For Brown, playing the piano is like blinking — he can focus on the action but doesn’t have to. “I’ve literally been so tired that I could rest and play the piano,” he says. “One time, I almost fell off.” He drops his head, slumps to one side in imitation. “You know, how your body drops off? I nodded off, but it’s weird because my fingers kept playing.” He folds into laughter, remembering the waitstaff’s amusement at his expense.

Brown can read sheet music but usually plays without it. “I gauge the crowd, see who’s there, see who’s into it,” he says. He’ll sprinkle in pop songs for younger guests. “I love music. I like hymns. I like jazz. I like regular music that people hear on the radio. Either way I put my own touch to it.”

He’s been playing — well, trying to play — the piano since before he can remember. As a toddler, he would crawl to the piano and pull himself onto the bench to hammer at the keys. Then, in the second grade, he entered an art contest with the assignment to draw what you want to be when you grow up. His picture depicted the adult Gary seated at a baby grand. “I didn’t know how to draw hair, so I just drew a mohawk,” he says, running a hand over his tightly cropped haircut.

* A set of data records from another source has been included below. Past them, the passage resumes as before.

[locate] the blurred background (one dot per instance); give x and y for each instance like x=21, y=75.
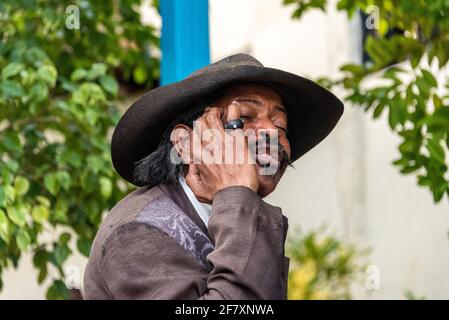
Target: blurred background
x=368, y=208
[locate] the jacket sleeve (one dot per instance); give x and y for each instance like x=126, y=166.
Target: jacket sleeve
x=141, y=262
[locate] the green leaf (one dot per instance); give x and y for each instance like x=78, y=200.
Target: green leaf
x=42, y=275
x=43, y=201
x=48, y=73
x=18, y=215
x=140, y=74
x=12, y=69
x=64, y=238
x=64, y=179
x=39, y=92
x=40, y=214
x=109, y=84
x=436, y=150
x=51, y=183
x=23, y=240
x=11, y=141
x=105, y=187
x=430, y=79
x=58, y=291
x=4, y=226
x=21, y=185
x=12, y=88
x=97, y=70
x=78, y=74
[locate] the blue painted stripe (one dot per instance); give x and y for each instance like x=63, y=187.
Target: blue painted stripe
x=185, y=38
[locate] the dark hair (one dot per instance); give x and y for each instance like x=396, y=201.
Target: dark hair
x=157, y=167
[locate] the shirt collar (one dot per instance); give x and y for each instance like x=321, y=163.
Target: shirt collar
x=203, y=209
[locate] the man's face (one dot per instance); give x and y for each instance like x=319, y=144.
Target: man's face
x=261, y=109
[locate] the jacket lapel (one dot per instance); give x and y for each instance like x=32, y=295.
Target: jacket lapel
x=177, y=194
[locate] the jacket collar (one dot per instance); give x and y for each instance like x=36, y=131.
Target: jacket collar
x=175, y=192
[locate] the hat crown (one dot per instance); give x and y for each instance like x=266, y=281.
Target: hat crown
x=234, y=60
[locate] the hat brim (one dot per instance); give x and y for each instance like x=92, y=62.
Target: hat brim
x=313, y=111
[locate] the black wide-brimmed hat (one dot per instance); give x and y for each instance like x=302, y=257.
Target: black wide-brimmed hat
x=312, y=110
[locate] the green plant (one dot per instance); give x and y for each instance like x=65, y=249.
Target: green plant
x=58, y=103
x=321, y=266
x=411, y=37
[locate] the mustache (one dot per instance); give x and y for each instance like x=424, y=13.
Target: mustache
x=283, y=155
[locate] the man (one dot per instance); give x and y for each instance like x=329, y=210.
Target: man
x=197, y=228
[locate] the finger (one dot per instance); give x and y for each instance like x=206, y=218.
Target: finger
x=213, y=118
x=233, y=111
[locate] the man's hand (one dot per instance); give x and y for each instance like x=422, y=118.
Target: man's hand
x=205, y=179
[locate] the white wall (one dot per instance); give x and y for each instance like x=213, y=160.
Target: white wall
x=348, y=181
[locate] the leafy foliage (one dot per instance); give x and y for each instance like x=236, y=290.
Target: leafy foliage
x=321, y=266
x=58, y=94
x=415, y=99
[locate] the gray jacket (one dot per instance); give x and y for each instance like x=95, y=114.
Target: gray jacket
x=153, y=245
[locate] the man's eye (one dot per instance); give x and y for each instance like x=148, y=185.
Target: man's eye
x=282, y=129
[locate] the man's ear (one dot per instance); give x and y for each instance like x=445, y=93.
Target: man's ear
x=180, y=138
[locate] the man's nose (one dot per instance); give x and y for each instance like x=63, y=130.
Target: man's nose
x=262, y=124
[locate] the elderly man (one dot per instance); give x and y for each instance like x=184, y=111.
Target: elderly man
x=198, y=227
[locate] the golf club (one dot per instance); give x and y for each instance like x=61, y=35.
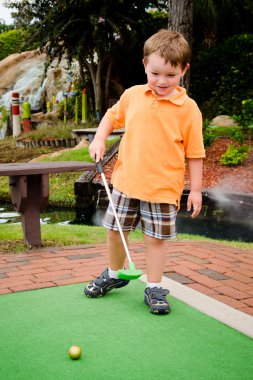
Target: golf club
x=126, y=274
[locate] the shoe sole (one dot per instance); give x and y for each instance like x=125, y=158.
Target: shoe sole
x=153, y=310
x=90, y=294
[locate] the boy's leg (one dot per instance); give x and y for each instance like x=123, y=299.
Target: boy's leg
x=127, y=212
x=108, y=279
x=116, y=249
x=155, y=258
x=158, y=225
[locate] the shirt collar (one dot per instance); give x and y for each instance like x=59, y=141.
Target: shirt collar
x=177, y=99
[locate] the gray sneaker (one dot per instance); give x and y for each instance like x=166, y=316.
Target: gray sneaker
x=103, y=284
x=155, y=298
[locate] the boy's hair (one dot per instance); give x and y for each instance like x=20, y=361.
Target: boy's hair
x=170, y=45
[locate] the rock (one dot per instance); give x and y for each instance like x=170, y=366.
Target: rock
x=223, y=121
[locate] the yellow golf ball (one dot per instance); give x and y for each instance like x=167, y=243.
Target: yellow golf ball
x=75, y=352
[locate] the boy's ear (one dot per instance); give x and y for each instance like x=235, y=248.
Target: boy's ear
x=185, y=69
x=144, y=64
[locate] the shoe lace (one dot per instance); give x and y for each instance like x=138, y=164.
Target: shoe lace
x=159, y=293
x=100, y=279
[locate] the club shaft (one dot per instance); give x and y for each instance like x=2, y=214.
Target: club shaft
x=116, y=216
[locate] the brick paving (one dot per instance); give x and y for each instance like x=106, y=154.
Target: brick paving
x=221, y=272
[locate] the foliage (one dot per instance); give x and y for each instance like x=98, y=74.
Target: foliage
x=4, y=27
x=246, y=117
x=11, y=42
x=220, y=76
x=94, y=35
x=215, y=20
x=234, y=155
x=209, y=136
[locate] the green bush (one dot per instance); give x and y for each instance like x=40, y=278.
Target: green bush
x=11, y=42
x=246, y=117
x=234, y=155
x=209, y=136
x=226, y=76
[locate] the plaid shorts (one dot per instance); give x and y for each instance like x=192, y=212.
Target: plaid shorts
x=157, y=220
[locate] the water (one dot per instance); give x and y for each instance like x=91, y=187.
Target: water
x=226, y=219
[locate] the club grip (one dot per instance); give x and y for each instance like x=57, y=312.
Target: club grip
x=99, y=164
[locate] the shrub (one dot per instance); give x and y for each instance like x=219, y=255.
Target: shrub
x=11, y=42
x=226, y=74
x=234, y=155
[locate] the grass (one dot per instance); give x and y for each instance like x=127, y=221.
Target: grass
x=62, y=196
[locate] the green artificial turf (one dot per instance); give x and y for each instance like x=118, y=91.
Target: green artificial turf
x=119, y=337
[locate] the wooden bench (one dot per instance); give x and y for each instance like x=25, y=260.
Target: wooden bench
x=29, y=190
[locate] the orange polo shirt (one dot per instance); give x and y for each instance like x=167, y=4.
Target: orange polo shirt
x=159, y=134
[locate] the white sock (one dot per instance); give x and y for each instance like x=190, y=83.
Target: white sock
x=112, y=273
x=153, y=285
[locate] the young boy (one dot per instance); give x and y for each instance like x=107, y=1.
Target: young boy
x=163, y=126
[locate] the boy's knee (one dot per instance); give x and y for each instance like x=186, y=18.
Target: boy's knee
x=115, y=237
x=155, y=241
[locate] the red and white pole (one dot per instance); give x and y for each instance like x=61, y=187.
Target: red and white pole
x=15, y=110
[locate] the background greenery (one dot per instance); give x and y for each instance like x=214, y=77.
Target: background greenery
x=114, y=32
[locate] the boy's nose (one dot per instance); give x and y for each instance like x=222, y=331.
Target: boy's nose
x=162, y=81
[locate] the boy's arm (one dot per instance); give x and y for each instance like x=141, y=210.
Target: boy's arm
x=195, y=166
x=97, y=147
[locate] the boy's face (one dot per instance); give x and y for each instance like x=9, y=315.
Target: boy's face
x=161, y=76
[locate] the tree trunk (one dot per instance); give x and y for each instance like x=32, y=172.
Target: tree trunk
x=107, y=82
x=180, y=19
x=99, y=100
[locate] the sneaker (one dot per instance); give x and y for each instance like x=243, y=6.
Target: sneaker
x=103, y=284
x=155, y=298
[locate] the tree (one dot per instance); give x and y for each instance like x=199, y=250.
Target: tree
x=181, y=17
x=91, y=31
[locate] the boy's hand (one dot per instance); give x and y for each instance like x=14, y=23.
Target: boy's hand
x=97, y=150
x=194, y=201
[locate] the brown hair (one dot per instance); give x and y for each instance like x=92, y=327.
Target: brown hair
x=170, y=45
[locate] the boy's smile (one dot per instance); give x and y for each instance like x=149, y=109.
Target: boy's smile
x=162, y=77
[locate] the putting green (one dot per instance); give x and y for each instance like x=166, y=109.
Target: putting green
x=119, y=337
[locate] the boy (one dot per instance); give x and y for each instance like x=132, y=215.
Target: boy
x=163, y=126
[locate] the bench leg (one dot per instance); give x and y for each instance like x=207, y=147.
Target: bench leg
x=34, y=190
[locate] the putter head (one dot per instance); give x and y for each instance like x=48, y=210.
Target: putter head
x=129, y=274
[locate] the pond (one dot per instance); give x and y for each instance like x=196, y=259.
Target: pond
x=223, y=216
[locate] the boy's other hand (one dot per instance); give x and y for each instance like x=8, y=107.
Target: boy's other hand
x=97, y=150
x=194, y=202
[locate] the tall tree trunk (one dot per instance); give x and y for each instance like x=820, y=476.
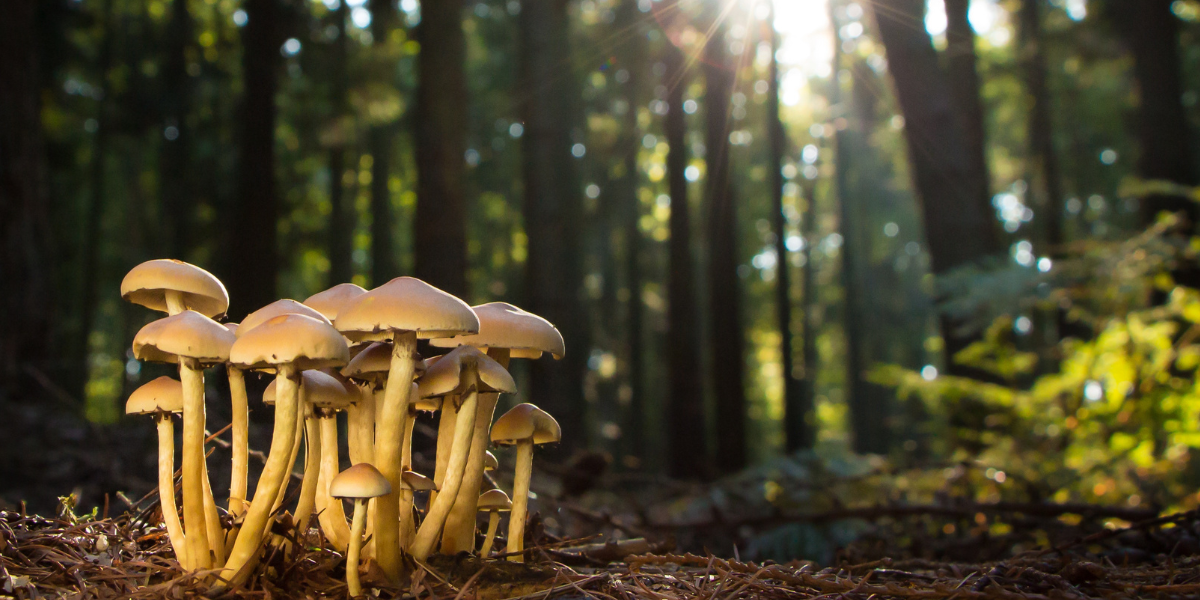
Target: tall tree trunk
x=959, y=227
x=341, y=209
x=552, y=210
x=24, y=226
x=684, y=412
x=798, y=432
x=439, y=233
x=255, y=243
x=725, y=310
x=379, y=144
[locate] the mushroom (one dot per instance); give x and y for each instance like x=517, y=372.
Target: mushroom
x=504, y=331
x=401, y=310
x=359, y=483
x=465, y=371
x=525, y=425
x=160, y=399
x=493, y=502
x=287, y=343
x=193, y=341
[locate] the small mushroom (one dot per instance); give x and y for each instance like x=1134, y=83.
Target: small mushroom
x=160, y=399
x=493, y=502
x=358, y=483
x=525, y=425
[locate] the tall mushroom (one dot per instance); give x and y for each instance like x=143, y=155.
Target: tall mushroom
x=288, y=343
x=160, y=399
x=401, y=310
x=193, y=341
x=359, y=483
x=525, y=425
x=493, y=502
x=465, y=372
x=504, y=331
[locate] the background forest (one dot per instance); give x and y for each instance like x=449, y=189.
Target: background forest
x=946, y=244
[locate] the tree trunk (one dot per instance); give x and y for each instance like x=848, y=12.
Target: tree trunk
x=684, y=412
x=24, y=226
x=959, y=227
x=798, y=432
x=255, y=243
x=439, y=234
x=552, y=210
x=379, y=144
x=726, y=339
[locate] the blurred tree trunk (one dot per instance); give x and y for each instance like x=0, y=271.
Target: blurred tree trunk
x=684, y=411
x=24, y=226
x=964, y=79
x=341, y=208
x=552, y=210
x=439, y=235
x=959, y=227
x=255, y=243
x=726, y=340
x=379, y=145
x=798, y=431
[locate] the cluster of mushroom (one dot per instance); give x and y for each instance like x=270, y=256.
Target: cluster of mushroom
x=345, y=349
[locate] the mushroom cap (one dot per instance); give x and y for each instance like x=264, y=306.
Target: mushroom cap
x=415, y=481
x=291, y=339
x=444, y=377
x=148, y=283
x=526, y=421
x=495, y=499
x=406, y=304
x=162, y=395
x=189, y=334
x=503, y=325
x=274, y=310
x=361, y=480
x=330, y=301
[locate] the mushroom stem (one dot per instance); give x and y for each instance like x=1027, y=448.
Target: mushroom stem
x=167, y=487
x=520, y=499
x=388, y=431
x=333, y=516
x=312, y=454
x=493, y=522
x=352, y=555
x=460, y=531
x=192, y=467
x=240, y=441
x=253, y=528
x=436, y=516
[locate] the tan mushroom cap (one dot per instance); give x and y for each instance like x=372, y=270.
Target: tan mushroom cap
x=274, y=310
x=162, y=395
x=148, y=283
x=443, y=377
x=406, y=304
x=330, y=301
x=291, y=339
x=415, y=481
x=495, y=499
x=503, y=325
x=189, y=334
x=526, y=421
x=361, y=480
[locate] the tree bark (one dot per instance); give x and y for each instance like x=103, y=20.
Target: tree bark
x=684, y=412
x=726, y=340
x=439, y=235
x=24, y=226
x=255, y=243
x=959, y=227
x=552, y=210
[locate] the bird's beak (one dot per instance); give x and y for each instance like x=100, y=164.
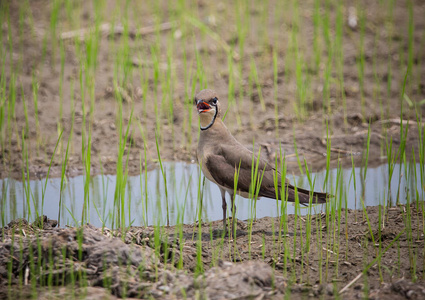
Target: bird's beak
x=202, y=106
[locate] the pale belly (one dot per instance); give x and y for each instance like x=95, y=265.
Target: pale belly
x=230, y=191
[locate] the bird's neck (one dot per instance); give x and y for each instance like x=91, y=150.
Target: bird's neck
x=207, y=120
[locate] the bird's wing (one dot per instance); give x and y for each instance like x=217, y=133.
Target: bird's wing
x=227, y=161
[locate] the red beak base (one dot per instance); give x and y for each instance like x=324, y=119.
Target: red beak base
x=203, y=107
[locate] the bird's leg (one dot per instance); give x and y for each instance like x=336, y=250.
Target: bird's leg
x=224, y=206
x=232, y=197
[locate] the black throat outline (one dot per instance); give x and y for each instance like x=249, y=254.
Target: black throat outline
x=212, y=121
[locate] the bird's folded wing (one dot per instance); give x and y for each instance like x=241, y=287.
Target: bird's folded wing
x=238, y=160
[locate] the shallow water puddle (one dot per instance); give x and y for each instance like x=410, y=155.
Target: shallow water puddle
x=184, y=187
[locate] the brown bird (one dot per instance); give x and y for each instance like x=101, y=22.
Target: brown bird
x=221, y=156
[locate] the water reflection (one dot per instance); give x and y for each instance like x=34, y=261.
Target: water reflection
x=145, y=201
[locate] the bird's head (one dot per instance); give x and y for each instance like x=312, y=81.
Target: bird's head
x=208, y=107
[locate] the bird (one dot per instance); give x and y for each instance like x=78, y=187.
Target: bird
x=221, y=156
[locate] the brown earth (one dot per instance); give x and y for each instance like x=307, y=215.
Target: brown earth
x=108, y=265
x=178, y=142
x=247, y=274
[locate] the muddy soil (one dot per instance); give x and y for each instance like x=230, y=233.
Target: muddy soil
x=348, y=137
x=107, y=264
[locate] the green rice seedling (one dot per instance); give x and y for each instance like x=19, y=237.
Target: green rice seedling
x=119, y=194
x=11, y=117
x=164, y=176
x=256, y=79
x=26, y=179
x=233, y=206
x=43, y=190
x=24, y=104
x=201, y=182
x=63, y=178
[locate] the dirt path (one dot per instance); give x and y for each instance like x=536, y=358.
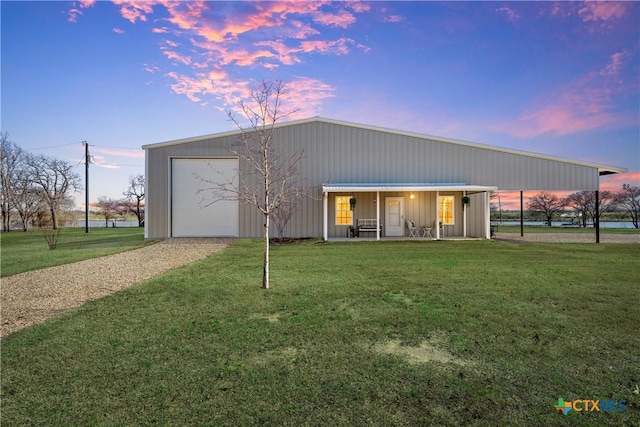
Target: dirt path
x=32, y=297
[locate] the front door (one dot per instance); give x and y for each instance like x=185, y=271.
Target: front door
x=394, y=216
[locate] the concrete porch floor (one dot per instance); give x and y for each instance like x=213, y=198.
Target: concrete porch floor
x=400, y=238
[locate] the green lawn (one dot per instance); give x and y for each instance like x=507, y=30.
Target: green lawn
x=355, y=333
x=544, y=229
x=20, y=251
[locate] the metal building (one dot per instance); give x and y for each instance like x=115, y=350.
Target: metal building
x=385, y=181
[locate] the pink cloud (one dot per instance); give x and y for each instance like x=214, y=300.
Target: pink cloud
x=394, y=19
x=601, y=11
x=614, y=182
x=73, y=14
x=133, y=10
x=617, y=61
x=510, y=14
x=130, y=154
x=305, y=96
x=101, y=162
x=341, y=19
x=177, y=57
x=225, y=43
x=583, y=105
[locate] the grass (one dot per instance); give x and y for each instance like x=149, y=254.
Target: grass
x=579, y=230
x=28, y=251
x=368, y=333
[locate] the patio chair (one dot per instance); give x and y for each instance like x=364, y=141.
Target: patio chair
x=413, y=230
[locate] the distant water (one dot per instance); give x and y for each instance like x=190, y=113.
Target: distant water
x=100, y=224
x=608, y=224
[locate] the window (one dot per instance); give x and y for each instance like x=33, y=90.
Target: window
x=445, y=206
x=344, y=214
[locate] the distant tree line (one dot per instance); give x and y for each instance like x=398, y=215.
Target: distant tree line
x=131, y=203
x=37, y=190
x=581, y=206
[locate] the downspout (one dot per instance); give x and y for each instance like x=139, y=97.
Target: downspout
x=596, y=219
x=325, y=215
x=487, y=213
x=377, y=215
x=437, y=215
x=464, y=216
x=521, y=214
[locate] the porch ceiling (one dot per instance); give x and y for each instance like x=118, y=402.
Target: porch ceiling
x=368, y=187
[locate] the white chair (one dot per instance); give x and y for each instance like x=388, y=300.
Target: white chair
x=413, y=230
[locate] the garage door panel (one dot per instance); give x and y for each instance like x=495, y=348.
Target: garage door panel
x=196, y=213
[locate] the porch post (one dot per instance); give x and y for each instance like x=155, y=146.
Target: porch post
x=377, y=215
x=464, y=216
x=521, y=214
x=487, y=213
x=437, y=215
x=325, y=215
x=596, y=218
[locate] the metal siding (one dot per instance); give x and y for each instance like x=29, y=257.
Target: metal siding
x=342, y=153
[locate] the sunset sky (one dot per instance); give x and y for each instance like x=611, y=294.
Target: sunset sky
x=559, y=78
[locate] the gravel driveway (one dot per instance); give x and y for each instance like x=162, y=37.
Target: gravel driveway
x=32, y=297
x=569, y=237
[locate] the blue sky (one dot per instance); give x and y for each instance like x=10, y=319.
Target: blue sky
x=560, y=78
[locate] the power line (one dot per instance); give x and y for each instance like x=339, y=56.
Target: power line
x=53, y=146
x=120, y=148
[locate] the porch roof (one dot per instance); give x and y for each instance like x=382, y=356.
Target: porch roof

Even without the mohawk, his elementary artwork was prescient. “I not only play piano, I tune pianos,” he says. “And my grandfather tuned pianos, and my uncle tunes pianos.”

His Uncle Paul also plays at the resort at least once a week, as he has for the past 37 years. And his mother, the daughter of Robert and Paul’s sister, Cathy Murphy, is a piano technician, able to regulate and repair pianos.

The family’s musical legacy began when Robert opened Murphy’s Music Center, a piano store, in Aberdeen in 1972, at the time one of the few Blacks to own a Sandhills business. He shuttered the store in 1980 because of the recession, but his misfortune had an upside.

During the economic downturn, Murphy couldn’t afford to pay tuners to maintain the pianos he had in stock, so he learned to tune the instruments himself. That led to a new business, Murphy’s Music Service. When he started playing at the resort in 1982, the combination launched the family’s musical arc.

“My grandfather taught me how to tune by ear first,” Brown says. “Then, after I learned to tune by ear, he allowed me to use a device as an aid. If the device is broken, you still need to be able to tune the piano.”

He dives into a masterclass on the process. “For most of the keys on the piano, there are three strings,” he says. “I use the felt to mute the left and right string, so then it only exposes the middle string.” Brown describes the tedious process with hand motions as if a piano were in front of him. With only the middle string exposed, he sets the note before individually tuning the right and left strings until all three are in tune.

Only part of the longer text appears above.